かの有名なストックホルム症候群の語源になった事件である。全体的に地味な映画で、銀行の中以外のシーンがないが、役者はみんな大変良い仕事をしている。しかし脚本はもう少し登場人物に感情移入できるような脚色があってもいいくらい、ぬるい感じがする。特にブリジッタのラースに対しての感情移入する描写はもう少し必要だ。またクラークも結局彼はなにがやりたいのかよくわからなかった。というのもそもそもストックホルム症候群は特殊な状況をお互いで経験し、困難を乗り超えることで生じる仲間意識や同情から派生する気持ちなわけだから、もう少しそれこそ観客をストックホルム症候群に陥れるような劇的な脚色をいれてもいいのではないかと思う。

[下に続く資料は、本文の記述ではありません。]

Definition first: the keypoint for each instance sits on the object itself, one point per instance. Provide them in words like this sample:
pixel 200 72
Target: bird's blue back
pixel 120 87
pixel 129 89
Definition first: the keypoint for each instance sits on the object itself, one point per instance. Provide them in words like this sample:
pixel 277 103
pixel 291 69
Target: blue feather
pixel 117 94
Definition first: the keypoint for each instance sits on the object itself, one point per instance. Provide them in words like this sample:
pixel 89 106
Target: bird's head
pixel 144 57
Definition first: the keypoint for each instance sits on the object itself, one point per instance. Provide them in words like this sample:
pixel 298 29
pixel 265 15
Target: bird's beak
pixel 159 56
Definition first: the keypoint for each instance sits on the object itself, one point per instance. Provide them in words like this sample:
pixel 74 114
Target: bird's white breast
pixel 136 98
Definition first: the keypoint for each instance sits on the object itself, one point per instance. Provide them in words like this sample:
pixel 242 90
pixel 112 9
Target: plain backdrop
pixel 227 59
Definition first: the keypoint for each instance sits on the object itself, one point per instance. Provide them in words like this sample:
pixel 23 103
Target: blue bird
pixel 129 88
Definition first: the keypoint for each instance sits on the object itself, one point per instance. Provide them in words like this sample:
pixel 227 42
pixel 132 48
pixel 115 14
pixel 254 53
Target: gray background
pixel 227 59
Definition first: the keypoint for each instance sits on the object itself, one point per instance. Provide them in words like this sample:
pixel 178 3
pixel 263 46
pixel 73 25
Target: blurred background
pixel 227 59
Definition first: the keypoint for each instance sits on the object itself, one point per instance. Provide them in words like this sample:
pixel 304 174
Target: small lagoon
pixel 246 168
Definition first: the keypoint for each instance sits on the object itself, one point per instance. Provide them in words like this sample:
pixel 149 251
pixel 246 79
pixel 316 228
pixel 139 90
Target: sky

それにしてもラースはこっちが同情してしまうくらい良い人である。なんだかんだ女性をリスペクトする姿勢は忘れないし、基本的に流血とかしたくないと思っている人だ。ボブ・ディランを愛聴しているし、強盗して金持ちになりたいというよりカッコつけたい気持ちの方が強いし。アウトローになるより、普通に優しく生きていけるんじゃないのかな。(この気持ちを抱くのもストックホルム症候群の一種)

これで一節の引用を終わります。